Taiwan and the Limits of the Russia-China Friendship

Russian-Chinese “friendship without limits” rests on a solid foundation. Two factors—shared authoritarian domestic politics and adversarial relations with the United States—are most important.

In October 2023, the Congressional Commission on the Strategic Posture of the United States published its final report.1 It concluded that “the risk of military conflict with [China and Russia] has grown” and that “the United States and its Allies must be ready to deter and defeat both adversaries simultaneously.” A two-theater war—in Europe and the Asia-Pacific—involving China and Russia simultaneously is arguably the worst-case scenario the United States could face in an era of so-called great-power competition.

But what about other, more ambiguous scenarios? The most commonly raised one is a potential confrontation with China over Taiwan. Since the start of Russia’s all-out war against Ukraine, Beijing has provided extensive assistance to Moscow that appears to have strengthened their already robust partnership and made Russia heavily dependent on China.

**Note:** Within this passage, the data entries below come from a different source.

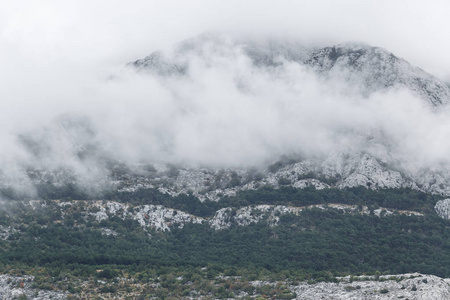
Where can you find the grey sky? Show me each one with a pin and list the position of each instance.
(56, 57)
(93, 32)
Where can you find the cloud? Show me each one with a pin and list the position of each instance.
(67, 59)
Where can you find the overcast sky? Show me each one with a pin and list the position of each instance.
(84, 32)
(56, 56)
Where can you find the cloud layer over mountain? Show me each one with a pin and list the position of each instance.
(68, 100)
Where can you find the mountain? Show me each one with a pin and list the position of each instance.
(370, 69)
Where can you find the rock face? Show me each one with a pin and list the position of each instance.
(442, 208)
(407, 286)
(370, 69)
(19, 287)
(367, 160)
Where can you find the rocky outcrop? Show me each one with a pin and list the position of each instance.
(20, 287)
(442, 208)
(407, 286)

This paper explores the ways Russia might assist China in the event of a war with the United States over Taiwan. Because of the obvious political sensitivity that this issue poses for both Beijing and Moscow, a direct answer to this question cannot be found in official Russian or Chinese sources. But clues can be derived by examining Russia’s interests that would be at stake in a crisis surrounding Taiwan, its calculations of risks and opportunities, and the capabilities it could deploy in such a situation.

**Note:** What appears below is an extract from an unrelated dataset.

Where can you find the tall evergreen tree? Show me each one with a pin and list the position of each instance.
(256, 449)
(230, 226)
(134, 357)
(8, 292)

The paper begins with a broad overview of the relationship between China and Russia since the end of the Sino-Soviet split in the late 1980s, its drivers, and the benefits that each derives from it. It then explores the likely impact of a military confrontation between China and the United States over Taiwan on that relationship, highlighting important asymmetries between the positions of Beijing and Moscow that would affect Russian calculations of risks and benefits in such an event. Next the paper examines Russian and Chinese expert narratives as a gauge of each side’s expectations of the other in that contingency. It then turns to what assistance Russia could realistically offer China in the event of a war with the United States over Taiwan. Finally, the paper considers Russia’s probable course of action should this conflict materialize.

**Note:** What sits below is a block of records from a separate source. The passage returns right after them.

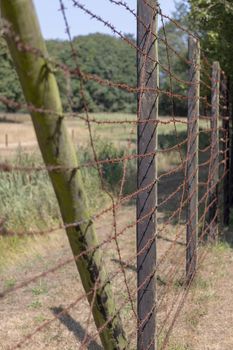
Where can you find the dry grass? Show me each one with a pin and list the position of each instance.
(198, 327)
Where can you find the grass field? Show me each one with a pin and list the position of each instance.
(28, 203)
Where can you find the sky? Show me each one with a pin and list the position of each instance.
(53, 27)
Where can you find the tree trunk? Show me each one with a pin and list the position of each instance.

The Chinese-Russian Relationship—It’s Strategic

It has long been the norm among Western officials and analysts to describe the relationship between China and Russia as lacking strategic depth and being transactional, and as likely to eventually crack due to the imbalance in their power and capabilities and to Moscow never being willing to accept the role of junior partner.2 Moreover, the argument goes, both have a lot more at stake in their respective relationship with the United States than with each other and will not risk jeopardizing their ties to it. Despite abundant evidence to the contrary, this argument continues to appear in Western statements, occasionally reviving hopes that the West will be able to drive a wedge between China and Russia, and thus avoid the prospect of having to compete against both simultaneously. However, this ignores the record of their relationship over more than three decades and the structural factors underlying it, which have grown more robust since the start of Russia’s full-scale invasion of Ukraine in February 2022.

The Structural Factors

The Russian-Chinese “friendship without limits”3—the label that Presidents Vladimir Putin and Xi Jinping used to describe the relationship at their February 2022 meeting in Beijing—now more than three decades old, rests on a solid foundation made up of four structural pillars that are positioned to keep supporting it well into the future. The combination of the first two factors—shared authoritarian domestic politics and adversarial relations with the United States that frame their foreign policies—is most important.